Independentemente da idade - piora um pouco depois dos quarenta, idade a partir da qual temos, obrigatoriamente, de ser suficientemente criativos para dar a volta por cima, ter um hobby que transformamos em full time job ou contactos que nos voltem a colocar no mercado - na verdade, a tarefa de encontrar o dream job é, atualmente, mais difícil do que nunca.
E o que tem a isto a ver com a rádio? Aparentemente nada e, na verdade, tudo, porque também a tecnologia permitiu mudar a face da rádio.
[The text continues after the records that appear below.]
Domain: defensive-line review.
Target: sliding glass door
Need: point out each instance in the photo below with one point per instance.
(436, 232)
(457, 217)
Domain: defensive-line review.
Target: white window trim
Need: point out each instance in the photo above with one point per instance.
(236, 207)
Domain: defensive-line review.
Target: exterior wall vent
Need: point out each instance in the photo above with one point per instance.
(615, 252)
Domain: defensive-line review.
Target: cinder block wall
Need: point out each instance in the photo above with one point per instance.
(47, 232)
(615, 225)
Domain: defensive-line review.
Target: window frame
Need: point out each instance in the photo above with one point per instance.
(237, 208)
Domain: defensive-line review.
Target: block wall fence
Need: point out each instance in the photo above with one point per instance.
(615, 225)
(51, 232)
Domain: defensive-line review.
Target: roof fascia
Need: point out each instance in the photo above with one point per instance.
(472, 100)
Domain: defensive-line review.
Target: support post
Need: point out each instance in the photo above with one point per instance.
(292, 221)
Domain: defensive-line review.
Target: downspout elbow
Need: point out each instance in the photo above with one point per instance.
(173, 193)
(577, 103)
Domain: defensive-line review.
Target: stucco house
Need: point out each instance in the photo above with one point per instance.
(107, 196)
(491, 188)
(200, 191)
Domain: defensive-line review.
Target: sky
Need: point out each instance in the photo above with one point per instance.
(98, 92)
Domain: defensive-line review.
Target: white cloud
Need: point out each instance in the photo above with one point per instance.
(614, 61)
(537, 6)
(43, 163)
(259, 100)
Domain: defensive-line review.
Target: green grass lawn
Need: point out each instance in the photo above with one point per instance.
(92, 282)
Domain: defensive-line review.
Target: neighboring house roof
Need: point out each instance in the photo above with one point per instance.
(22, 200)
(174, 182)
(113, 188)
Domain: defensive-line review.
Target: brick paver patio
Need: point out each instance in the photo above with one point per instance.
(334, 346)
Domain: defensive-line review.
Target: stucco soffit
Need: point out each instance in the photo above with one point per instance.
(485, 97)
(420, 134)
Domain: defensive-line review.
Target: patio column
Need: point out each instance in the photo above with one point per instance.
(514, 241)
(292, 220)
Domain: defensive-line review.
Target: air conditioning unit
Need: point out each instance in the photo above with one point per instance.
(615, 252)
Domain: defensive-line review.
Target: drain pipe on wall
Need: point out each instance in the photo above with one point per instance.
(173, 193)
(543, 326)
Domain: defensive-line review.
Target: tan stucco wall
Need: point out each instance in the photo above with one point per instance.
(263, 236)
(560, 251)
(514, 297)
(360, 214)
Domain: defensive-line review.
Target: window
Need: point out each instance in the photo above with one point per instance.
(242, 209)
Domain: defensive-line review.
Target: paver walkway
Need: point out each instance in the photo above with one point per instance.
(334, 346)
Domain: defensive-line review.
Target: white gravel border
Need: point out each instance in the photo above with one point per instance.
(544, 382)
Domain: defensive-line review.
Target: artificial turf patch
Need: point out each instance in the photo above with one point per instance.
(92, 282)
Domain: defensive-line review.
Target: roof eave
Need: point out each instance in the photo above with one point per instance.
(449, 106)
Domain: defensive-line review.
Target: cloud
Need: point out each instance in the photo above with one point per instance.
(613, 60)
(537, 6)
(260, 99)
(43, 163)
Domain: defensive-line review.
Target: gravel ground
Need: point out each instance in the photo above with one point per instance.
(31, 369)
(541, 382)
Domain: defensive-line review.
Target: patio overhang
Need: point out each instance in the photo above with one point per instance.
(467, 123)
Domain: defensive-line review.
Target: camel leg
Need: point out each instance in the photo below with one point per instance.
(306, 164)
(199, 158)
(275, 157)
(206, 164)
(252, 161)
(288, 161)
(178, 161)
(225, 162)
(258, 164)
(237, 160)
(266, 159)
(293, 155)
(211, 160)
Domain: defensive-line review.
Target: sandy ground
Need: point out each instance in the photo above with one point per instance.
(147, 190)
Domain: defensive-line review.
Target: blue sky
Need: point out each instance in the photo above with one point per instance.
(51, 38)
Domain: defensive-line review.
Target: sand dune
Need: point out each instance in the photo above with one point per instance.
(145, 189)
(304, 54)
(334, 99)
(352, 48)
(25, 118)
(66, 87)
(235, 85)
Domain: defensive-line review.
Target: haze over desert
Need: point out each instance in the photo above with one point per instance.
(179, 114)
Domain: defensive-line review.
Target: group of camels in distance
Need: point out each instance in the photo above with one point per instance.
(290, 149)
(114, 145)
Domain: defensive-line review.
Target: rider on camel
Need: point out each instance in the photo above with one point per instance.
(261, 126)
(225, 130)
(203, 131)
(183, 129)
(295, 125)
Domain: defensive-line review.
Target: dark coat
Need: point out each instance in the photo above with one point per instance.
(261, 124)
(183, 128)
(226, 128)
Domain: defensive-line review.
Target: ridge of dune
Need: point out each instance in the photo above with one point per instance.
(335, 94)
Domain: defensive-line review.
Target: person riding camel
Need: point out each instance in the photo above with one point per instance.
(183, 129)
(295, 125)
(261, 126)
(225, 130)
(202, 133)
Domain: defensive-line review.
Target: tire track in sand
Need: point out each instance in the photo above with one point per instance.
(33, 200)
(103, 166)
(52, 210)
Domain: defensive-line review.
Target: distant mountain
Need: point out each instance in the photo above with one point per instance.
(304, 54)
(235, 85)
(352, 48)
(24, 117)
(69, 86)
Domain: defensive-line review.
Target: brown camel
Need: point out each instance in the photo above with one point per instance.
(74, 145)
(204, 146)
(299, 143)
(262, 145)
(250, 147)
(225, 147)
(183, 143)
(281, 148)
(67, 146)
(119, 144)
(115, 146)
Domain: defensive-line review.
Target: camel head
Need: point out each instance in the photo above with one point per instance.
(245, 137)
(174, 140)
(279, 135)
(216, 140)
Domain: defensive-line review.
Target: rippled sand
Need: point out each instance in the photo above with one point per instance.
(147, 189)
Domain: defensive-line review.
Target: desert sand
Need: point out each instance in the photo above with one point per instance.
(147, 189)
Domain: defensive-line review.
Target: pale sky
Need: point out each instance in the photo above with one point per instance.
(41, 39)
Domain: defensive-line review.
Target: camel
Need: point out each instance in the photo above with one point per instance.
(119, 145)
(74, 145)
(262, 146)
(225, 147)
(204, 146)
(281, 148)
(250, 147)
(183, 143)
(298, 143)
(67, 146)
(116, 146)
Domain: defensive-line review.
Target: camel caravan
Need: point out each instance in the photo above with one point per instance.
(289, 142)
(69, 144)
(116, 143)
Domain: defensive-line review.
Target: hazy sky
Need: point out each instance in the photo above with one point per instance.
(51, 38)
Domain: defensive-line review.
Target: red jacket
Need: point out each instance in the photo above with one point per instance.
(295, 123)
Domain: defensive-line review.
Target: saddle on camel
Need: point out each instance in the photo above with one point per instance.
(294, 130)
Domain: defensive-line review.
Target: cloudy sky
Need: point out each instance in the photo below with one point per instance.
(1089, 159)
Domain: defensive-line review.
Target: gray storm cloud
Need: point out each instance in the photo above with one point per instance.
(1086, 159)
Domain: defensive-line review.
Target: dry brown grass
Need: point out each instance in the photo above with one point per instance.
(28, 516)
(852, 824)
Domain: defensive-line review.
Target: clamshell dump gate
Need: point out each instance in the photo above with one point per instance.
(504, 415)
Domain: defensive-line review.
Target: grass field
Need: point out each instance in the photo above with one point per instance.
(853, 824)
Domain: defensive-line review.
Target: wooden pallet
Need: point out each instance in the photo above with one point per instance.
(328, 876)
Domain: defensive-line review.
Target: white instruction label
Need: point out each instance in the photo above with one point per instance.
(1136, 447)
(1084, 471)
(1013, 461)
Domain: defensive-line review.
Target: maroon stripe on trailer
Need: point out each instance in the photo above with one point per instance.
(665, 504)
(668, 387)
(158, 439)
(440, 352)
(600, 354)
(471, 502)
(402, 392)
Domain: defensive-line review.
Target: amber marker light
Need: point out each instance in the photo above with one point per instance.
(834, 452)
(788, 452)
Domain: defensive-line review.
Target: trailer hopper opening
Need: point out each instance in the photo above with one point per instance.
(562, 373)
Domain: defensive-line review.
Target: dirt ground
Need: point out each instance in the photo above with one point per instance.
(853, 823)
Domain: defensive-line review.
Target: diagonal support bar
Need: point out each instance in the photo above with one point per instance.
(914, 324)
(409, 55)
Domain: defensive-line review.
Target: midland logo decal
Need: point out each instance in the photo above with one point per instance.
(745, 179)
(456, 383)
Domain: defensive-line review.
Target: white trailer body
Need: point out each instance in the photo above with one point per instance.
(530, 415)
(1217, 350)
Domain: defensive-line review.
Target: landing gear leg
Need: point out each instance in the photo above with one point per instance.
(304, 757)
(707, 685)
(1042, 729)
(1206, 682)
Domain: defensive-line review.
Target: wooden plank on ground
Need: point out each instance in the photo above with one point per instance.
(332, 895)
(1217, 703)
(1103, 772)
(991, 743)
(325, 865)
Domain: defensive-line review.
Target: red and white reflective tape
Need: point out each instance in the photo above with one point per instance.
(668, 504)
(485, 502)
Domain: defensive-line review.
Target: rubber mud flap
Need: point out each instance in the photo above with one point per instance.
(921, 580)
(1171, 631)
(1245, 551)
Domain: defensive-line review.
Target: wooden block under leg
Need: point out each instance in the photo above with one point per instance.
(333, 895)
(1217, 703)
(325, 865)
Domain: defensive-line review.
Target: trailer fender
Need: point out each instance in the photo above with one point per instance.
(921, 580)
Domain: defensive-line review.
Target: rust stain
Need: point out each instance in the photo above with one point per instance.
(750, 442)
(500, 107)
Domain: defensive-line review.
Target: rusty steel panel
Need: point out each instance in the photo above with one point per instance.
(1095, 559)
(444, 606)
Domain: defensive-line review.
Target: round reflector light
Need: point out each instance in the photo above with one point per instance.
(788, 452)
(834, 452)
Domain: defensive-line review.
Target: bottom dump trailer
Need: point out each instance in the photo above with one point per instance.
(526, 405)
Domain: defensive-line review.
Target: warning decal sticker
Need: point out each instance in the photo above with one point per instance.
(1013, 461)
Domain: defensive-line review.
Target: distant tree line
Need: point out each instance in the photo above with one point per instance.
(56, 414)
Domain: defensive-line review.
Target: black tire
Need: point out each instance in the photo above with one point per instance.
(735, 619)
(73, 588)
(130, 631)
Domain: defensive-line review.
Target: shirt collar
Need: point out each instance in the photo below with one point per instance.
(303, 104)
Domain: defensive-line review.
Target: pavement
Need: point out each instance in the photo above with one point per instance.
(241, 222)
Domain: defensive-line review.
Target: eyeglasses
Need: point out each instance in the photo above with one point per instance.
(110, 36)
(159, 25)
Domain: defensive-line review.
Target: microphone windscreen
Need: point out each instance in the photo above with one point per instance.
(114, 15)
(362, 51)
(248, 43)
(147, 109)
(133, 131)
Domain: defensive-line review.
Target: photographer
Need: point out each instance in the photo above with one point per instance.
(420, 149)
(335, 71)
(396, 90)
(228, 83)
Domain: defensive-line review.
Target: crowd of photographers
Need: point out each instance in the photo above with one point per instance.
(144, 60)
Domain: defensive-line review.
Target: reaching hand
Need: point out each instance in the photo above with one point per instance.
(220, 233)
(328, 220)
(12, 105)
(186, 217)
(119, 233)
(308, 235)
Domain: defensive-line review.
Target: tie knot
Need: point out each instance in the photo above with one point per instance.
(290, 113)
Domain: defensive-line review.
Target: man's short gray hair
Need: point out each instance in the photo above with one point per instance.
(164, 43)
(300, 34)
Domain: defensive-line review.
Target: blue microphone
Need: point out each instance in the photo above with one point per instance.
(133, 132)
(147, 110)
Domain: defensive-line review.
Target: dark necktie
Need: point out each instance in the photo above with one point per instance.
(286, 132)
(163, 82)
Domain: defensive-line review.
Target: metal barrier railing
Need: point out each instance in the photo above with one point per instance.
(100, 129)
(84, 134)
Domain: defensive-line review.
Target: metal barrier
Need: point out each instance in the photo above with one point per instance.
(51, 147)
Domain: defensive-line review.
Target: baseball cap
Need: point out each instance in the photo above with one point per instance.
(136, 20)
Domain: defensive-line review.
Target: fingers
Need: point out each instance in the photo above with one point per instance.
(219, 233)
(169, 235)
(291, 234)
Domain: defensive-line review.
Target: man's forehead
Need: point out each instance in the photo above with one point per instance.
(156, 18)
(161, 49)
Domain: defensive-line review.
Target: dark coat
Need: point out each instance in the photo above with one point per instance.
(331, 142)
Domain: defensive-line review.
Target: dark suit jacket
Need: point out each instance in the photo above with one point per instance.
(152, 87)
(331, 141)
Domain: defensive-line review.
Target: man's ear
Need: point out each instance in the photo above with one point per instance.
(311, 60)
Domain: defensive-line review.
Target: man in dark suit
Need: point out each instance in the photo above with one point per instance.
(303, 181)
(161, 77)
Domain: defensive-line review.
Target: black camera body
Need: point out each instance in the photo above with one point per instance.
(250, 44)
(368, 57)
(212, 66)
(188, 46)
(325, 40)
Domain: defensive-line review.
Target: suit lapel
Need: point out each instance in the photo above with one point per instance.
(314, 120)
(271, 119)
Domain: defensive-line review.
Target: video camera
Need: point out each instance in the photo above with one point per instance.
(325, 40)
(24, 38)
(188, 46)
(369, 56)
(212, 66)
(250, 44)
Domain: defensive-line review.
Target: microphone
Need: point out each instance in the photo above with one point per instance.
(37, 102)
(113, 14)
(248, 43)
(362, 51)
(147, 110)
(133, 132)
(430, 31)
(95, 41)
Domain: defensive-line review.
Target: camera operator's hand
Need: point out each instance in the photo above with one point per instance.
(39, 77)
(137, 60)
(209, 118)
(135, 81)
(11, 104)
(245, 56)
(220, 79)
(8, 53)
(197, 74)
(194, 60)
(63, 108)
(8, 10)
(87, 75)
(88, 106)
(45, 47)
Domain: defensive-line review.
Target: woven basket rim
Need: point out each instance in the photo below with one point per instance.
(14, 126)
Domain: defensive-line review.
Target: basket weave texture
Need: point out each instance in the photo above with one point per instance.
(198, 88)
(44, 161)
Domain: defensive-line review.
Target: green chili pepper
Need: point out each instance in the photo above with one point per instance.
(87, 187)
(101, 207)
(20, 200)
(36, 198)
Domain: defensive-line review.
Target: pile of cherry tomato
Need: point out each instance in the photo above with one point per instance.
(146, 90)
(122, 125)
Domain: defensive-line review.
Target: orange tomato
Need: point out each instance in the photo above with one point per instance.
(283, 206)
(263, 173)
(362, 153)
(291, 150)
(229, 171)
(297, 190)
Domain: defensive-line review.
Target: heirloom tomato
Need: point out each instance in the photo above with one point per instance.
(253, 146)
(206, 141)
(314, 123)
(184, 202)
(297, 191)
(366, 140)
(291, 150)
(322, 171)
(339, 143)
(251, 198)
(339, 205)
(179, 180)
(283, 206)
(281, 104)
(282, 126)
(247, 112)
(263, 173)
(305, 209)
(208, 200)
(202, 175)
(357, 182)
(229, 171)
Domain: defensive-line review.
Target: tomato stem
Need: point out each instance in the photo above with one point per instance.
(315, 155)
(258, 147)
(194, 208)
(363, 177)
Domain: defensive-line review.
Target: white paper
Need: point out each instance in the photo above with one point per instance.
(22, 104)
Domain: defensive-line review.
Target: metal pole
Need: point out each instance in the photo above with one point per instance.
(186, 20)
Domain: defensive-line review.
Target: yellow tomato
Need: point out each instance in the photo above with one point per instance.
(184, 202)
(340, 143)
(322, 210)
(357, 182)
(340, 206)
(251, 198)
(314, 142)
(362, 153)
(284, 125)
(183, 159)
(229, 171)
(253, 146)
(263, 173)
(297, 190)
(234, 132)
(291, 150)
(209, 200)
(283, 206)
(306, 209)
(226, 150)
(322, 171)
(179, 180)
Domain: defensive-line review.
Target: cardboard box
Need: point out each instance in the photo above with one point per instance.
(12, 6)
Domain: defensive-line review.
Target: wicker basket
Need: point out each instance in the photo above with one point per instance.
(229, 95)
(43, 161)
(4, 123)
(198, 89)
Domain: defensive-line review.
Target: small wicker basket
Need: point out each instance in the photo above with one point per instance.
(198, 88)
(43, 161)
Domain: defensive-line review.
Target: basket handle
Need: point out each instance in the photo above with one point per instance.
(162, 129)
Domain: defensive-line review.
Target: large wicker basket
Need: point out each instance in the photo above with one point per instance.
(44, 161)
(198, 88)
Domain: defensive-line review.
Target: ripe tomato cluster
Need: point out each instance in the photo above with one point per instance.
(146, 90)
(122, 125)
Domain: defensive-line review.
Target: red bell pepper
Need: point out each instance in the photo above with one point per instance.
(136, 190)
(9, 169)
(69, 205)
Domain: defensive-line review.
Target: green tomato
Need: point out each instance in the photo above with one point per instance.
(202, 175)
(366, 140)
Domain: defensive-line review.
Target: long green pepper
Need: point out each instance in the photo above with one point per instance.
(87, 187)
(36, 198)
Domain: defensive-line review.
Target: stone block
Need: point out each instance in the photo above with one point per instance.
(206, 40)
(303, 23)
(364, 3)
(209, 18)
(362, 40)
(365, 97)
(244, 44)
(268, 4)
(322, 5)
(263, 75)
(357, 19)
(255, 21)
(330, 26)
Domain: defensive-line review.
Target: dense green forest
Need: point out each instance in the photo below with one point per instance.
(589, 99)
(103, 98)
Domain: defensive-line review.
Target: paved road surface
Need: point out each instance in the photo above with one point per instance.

Contudo, o meio de comunicação e o sistema empresarial que o organiza, mantém o mesmo modelo há décadas, introduzindo, muito devagar, pequenas mudanças em direção a um novo sistema, mais difícil de gerir mas muito mais interessante de ouvir.
Para quem me conhece, explicar as razões pelas quais me apaixonei pela rádio implica repetir-me à exaustão. Há anos que o tema é sempre este pelo que começo a não saber explicar o óbvio.
Já fiz tantas declarações de amor à rádio que começa a parecer ridículo, ou uma relação não correspondida. Profissionalmente, atingi algo que estava apenas na minha imaginação antes do tempo que essa mesma ambição definiu, e fiz coisas, aqui e fora de portas, que ambicionava mas não imaginava que pudessem acontecer. Estarei para sempre grata e orgulhosa por isso mas, na verdade, ao longo de todo este tempo, o que eu queria era voltar à base, ao modo mais simples e orgânico de fazer rádio: eu, tu, um microfone e o mundo lá fora a acontecer.
A rádio está de tal forma profissional que perdeu parte do seu brilho, na dependência das medidas do seu sucesso e do investimento publicitário. É o preço a pagar para se criar esse mundo alternativo que só a rádio consegue desenvolver. Ainda não fiz tudo na rádio mas posso dizer que já cozinhei na rádio. Ou, pelo menos, fiz-vos acreditar que sim, e essa é a magia, o oposto da rádio pobre e preguiçosa, feita com base em receitas simples e eficazes, como também antes já escrevi. Porque, como antes afirmei e gosto de repetir, a rádio é palavra e a palavra é mistério. Porque a rádio se faz de sons e esses são a imaginação. Depende da voz, na relação entre a palavra e a imaginação, como escrevi em 2015, para explicar porque razão gosto tanto de rádio. Olhei para trás e percebi que, nesse ano, escrevi muito sobre rádio. Em 2018 escrevo menos e faço mais.
É esse o segredo para manter a chama viva: fazermos o que gostamos.